Ich würde bei H&S in der Werkstatt nachfragen, die sollten genau wissen welches Maß du brauchst. 
Du hast doch mit der Gabel eh nen Zentimeter mehr Federweg, denke damit hättest du schon den Ausgleich. In die Gabel (fox Talas?)passt auch 650b - kannst du auch in Betracht ziehen...


----------



## MTB-News.de




----------



## flocksi (19. August 2015)

ofi schrieb:


> Du hast doch mit der Gabel eh nen Zentimeter mehr Federweg, denke damit hättest du schon den Ausgleich.
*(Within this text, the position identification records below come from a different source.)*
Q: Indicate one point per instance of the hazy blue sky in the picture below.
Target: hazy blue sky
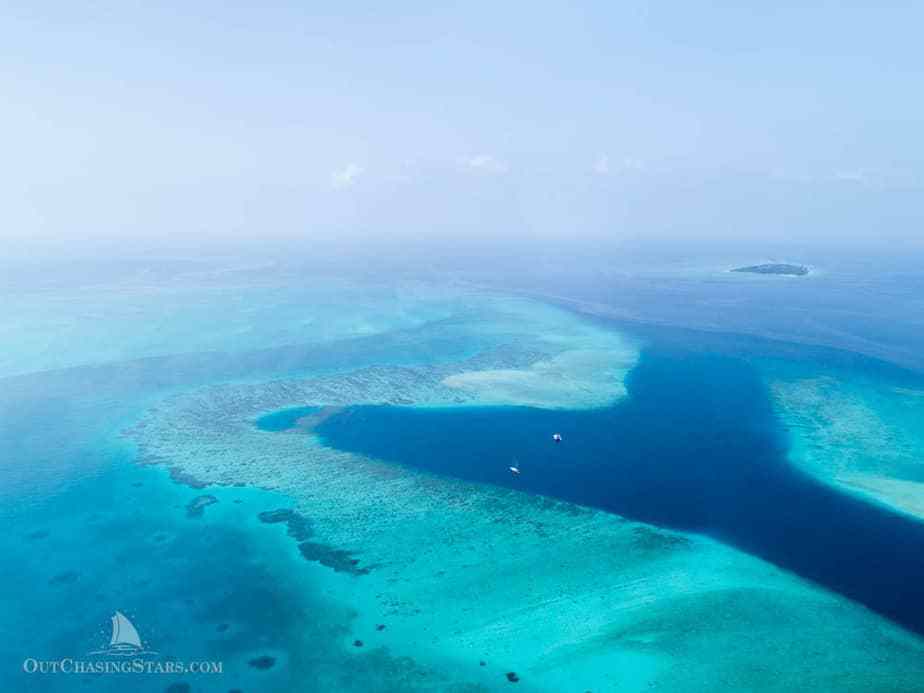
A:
(131, 121)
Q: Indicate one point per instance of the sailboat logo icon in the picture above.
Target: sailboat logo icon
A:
(125, 640)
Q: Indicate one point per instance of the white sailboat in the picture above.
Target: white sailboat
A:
(124, 636)
(124, 641)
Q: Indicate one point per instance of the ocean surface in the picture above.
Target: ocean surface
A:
(695, 446)
(235, 568)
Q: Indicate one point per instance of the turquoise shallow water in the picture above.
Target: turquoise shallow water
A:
(695, 446)
(284, 419)
(88, 532)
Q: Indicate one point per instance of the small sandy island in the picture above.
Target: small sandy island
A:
(775, 268)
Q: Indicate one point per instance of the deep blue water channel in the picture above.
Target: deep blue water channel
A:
(696, 446)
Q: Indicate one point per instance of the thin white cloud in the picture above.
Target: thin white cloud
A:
(485, 163)
(850, 176)
(346, 176)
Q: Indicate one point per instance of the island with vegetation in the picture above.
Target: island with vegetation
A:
(775, 268)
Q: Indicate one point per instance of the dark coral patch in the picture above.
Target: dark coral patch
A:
(185, 478)
(340, 561)
(196, 507)
(297, 524)
(263, 662)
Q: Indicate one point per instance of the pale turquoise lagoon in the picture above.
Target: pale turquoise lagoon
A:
(137, 477)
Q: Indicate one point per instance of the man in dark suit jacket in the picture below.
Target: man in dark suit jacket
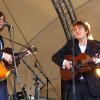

Die Gabel ist eine 2013 Revelation RLT 150 Dual Position.
Ausgleich habe ich keinen, wenn ich einen IS Steuersatz unten verbaue. Da verliere ich ja ca. 1cm gegenüber EC. Möchte ja genau die gleiche Höhe haben wie bisher.


----------



## BockAufBiken (19. August 2015)

Also ob mit einer externen, unteren Lagerschale die Geo so wird wie bei deinem alten Rahmen, kann ich dir nicht sagen. Könnte mir aber vorstellen, dass die Rahmengeo von 2012 bis 2015 eh schon verändert hat.

Wenn ich das richtig sehe, hat das 2015 ein tapered Steuerrohr. D.h. die unter Lagerschale muss 1.5" haben und die obere 1.8". Ob dann extern oder Semi-integriert kannst du dir aussuchen. Mit den Angaben, sollteste eigentlich was passendes finden.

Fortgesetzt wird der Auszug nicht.